Interview: Bethan Mary-James on Trouble in Butetown – ‘It’s a play about home’

In her illegal boarding house in Butetown, Cardiff, Gwyneth Mbanefo (Sarah Parish, Bancroft) toils tirelessly to keep afloat.
It’s a port town during the war; home to souls from every corner of the globe.  When Nate, an African American GI, escapes his barracks and discovers this new world without segregation, can he find safe harbour in Tiger Bay?

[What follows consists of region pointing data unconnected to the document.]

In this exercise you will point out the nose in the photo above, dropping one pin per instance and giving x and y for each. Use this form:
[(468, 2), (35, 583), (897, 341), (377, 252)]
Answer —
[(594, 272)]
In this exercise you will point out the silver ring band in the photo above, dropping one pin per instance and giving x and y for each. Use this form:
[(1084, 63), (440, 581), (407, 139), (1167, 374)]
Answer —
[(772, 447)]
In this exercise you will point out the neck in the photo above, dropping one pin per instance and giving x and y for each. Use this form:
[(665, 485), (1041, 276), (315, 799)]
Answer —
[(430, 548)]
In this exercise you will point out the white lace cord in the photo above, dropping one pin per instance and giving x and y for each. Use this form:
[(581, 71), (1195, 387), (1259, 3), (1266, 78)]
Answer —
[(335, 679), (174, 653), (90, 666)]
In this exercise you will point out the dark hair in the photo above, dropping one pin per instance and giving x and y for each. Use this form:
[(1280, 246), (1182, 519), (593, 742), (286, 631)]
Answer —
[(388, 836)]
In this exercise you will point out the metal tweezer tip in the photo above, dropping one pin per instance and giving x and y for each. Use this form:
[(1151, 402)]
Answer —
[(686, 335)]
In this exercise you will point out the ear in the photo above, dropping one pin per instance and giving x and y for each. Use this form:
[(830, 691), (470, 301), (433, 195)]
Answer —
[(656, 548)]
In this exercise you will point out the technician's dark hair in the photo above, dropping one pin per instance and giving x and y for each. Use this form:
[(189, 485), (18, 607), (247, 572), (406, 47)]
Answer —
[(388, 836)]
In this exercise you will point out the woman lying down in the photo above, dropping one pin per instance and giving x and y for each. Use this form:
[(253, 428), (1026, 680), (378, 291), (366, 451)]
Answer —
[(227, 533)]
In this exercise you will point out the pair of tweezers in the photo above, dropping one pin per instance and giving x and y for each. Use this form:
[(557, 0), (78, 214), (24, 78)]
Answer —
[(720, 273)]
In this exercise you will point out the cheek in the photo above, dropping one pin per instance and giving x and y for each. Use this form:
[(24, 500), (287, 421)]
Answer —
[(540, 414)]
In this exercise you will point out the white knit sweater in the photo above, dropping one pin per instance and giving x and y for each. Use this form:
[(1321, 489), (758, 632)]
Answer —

And with danger on every corner, who can he trust?
Bethan Mary-James, plays Peggy, in the world premiere of Trouble in Butetown by the award-winning playwright Diana Nneka Atuona (Liberian Girl), directed by Tinuke Craig (Jitney, Old Vic).
Ahead of opening night, we spoke to Mary-James about her acting roots, the play and being part of opening a new show.

Q&A with Bethan Mary-James

Hi Bethan, thanks for taking the time to chat with us! Tell us a little bit about your background – how did you get into acting?

Me and my older sister Kezrana, played dress up and it stuck, I think we had a bug for performance and my dad saw we both had a talent for it and with supportive parents, they threw us into any extracurricular activities such as Chruch Creative Ministries, Cardiff Theatres and Youth Club was huge too.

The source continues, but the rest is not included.